RuntimeError: HIP error when running ResNet-50 on AMD PRO W7900 GPU with PyTorch #1398

liangyong928 · 2024-04-23T15:34:34Z

The following code runs normally on an AMD PRO W7900 GPU:

import torch
device = torch.device("cuda")
x = torch.randn(128,10,224,224).to(device)
model = torch.nn.Conv2d(10, 64, 5).to(device)
output = model(x)
print(output.device)

However, when running the code below, I encounter an error:

import torch
import torchvision.models as models
from torchvision.models import ResNet50_Weights
x_large = torch.randn(128, 3, 224, 224)
device = torch.device("cuda" if torch.cuda.is_available() else "cpu")
#device = torch.device("cpu")
weights = ResNet50_Weights.IMAGENET1K_V1
model = models.resnet50(weights=weights).to(device)
model.eval()
x_large = x_large.to(device)
output = model(x_large)
print(output.device)

The error message is as follows:

Traceback (most recent call last):
  File "/root/test/testnew2.py", line 11, in <module>
    output = model(x_large)
  File "/usr/local/lib/python3.10/dist-packages/torch/nn/modules/module.py", line 1518, in _wrapped_call_impl
    return self._call_impl(*args, **kwargs)
  File "/usr/local/lib/python3.10/dist-packages/torch/nn/modules/module.py", line 1527, in _call_impl
    return forward_call(*args, **kwargs)
  File "/usr/local/lib/python3.10/dist-packages/torchvision/models/resnet.py", line 285, in forward
    return self._forward_impl(x)
  File "/usr/local/lib/python3.10/dist-packages/torchvision/models/resnet.py", line 278, in _forward_impl
    x = self.avgpool(x)
  File "/usr/local/lib/python3.10/dist-packages/torch/nn/modules/module.py", line 1518, in _wrapped_call_impl
    return self._call_impl(*args, **kwargs)
  File "/usr/local/lib/python3.10/dist-packages/torch/nn/modules/module.py", line 1527, in _call_impl
    return forward_call(*args, **kwargs)
  File "/usr/local/lib/python3.10/dist-packages/torch/nn/modules/pooling.py", line 1194, in forward
    return F.adaptive_avg_pool2d(input, self.output_size)
  File "/usr/local/lib/python3.10/dist-packages/torch/nn/functional.py", line 1228, in adaptive_avg_pool2d
    return torch._C._nn.adaptive_avg_pool2d(input, _output_size)
RuntimeError: HIP error: the operation cannot be performed in the present state
Compile with `TORCH_USE_HIP_DSA` to enable device-side assertions.

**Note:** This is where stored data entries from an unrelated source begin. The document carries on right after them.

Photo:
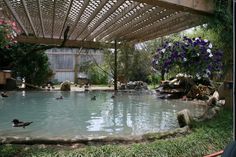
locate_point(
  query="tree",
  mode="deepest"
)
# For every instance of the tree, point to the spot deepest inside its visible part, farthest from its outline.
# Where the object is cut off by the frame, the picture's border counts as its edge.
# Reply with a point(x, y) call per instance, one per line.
point(8, 32)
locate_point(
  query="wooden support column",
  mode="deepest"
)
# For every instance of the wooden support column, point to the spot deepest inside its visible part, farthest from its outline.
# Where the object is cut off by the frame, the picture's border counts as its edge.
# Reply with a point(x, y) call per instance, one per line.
point(115, 68)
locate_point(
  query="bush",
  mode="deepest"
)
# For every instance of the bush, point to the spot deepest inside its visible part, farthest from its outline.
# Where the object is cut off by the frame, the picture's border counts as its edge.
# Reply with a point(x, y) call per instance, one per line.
point(196, 57)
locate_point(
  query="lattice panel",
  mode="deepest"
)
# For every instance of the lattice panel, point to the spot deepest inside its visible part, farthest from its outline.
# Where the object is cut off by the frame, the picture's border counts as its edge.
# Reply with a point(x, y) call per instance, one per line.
point(97, 20)
point(122, 10)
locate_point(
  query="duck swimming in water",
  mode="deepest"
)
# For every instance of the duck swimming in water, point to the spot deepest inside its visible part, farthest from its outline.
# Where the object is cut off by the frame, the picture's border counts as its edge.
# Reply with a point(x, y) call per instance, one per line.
point(4, 94)
point(93, 98)
point(17, 123)
point(60, 97)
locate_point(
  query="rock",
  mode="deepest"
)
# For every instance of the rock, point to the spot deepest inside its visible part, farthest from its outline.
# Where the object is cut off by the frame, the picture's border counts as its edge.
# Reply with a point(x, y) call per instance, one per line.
point(11, 84)
point(184, 118)
point(65, 86)
point(122, 87)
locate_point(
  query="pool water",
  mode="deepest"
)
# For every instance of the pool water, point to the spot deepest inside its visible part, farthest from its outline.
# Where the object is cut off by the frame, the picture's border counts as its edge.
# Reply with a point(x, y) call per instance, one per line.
point(78, 116)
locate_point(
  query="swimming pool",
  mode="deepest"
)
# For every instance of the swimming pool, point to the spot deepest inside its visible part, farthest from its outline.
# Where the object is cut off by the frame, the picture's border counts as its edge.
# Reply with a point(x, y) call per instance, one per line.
point(77, 116)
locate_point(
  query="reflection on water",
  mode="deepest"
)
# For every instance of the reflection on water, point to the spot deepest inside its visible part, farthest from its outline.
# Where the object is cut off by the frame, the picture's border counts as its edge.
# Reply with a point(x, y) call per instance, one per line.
point(77, 116)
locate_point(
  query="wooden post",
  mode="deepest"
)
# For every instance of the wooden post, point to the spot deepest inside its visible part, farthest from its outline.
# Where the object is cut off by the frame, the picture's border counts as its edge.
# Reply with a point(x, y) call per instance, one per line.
point(115, 68)
point(76, 68)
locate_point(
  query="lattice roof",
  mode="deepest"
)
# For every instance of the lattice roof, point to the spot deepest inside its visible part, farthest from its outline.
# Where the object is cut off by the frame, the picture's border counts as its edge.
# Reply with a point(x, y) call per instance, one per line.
point(103, 20)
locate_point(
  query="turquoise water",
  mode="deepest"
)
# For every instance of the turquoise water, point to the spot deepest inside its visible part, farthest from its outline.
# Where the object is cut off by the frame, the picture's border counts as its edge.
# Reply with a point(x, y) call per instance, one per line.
point(78, 116)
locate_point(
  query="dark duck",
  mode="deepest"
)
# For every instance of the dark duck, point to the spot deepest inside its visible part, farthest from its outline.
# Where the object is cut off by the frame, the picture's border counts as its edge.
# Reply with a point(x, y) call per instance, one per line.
point(60, 97)
point(4, 94)
point(93, 98)
point(17, 123)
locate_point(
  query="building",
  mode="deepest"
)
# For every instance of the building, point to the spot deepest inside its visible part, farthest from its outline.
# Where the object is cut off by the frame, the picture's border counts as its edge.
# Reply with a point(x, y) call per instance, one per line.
point(66, 62)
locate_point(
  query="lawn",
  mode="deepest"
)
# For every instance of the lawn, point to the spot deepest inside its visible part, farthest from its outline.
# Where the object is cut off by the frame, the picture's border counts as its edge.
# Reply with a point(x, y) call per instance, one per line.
point(205, 138)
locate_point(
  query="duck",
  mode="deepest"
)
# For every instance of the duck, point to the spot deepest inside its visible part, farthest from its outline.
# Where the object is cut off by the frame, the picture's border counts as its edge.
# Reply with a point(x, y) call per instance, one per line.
point(17, 123)
point(93, 98)
point(4, 94)
point(60, 97)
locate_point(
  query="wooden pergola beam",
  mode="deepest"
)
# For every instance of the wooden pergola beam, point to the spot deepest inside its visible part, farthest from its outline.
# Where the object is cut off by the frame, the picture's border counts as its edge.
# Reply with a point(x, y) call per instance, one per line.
point(94, 14)
point(110, 11)
point(193, 6)
point(15, 15)
point(86, 2)
point(41, 17)
point(143, 21)
point(126, 20)
point(28, 17)
point(165, 30)
point(155, 26)
point(53, 17)
point(111, 23)
point(68, 43)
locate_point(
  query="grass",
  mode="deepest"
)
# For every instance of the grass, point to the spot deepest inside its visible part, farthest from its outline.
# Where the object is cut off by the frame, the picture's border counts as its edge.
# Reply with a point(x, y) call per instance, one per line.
point(206, 138)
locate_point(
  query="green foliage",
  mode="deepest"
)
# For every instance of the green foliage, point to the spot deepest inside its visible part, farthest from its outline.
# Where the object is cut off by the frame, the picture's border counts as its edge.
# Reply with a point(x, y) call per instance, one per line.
point(97, 76)
point(221, 25)
point(25, 62)
point(8, 32)
point(154, 79)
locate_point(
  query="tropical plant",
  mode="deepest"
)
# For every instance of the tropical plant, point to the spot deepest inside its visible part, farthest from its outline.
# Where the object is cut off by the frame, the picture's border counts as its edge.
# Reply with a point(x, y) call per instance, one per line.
point(26, 63)
point(196, 57)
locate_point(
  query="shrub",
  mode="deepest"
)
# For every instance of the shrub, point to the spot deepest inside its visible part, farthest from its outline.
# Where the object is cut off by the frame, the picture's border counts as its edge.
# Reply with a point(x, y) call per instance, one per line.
point(196, 57)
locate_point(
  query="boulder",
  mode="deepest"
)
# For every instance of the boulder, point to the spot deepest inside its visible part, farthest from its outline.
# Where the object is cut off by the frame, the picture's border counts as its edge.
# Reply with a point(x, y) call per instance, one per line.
point(65, 86)
point(184, 118)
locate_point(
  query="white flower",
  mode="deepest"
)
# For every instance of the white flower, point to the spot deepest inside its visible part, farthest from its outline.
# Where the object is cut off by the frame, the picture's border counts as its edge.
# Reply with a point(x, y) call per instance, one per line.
point(210, 55)
point(209, 50)
point(210, 45)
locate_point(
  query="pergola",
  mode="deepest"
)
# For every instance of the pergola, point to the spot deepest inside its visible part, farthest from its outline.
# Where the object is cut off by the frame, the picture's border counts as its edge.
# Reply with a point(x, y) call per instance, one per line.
point(87, 23)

Why does the first block of code run without any issues while the second block throws an error when using the AMD PRO W7900 GPU for computation? I would appreciate any insights or suggestions for resolving this issue.

The text was updated successfully, but these errors were encountered:

briansp2020 · 2024-04-23T16:18:14Z

What version of ROCm and PyTorch are you using? It helps to provide as much information as possible when asking for help.
I just tried it with ROCm 6.1 & PyTorch nightly build on 7900XTX and it seems fine...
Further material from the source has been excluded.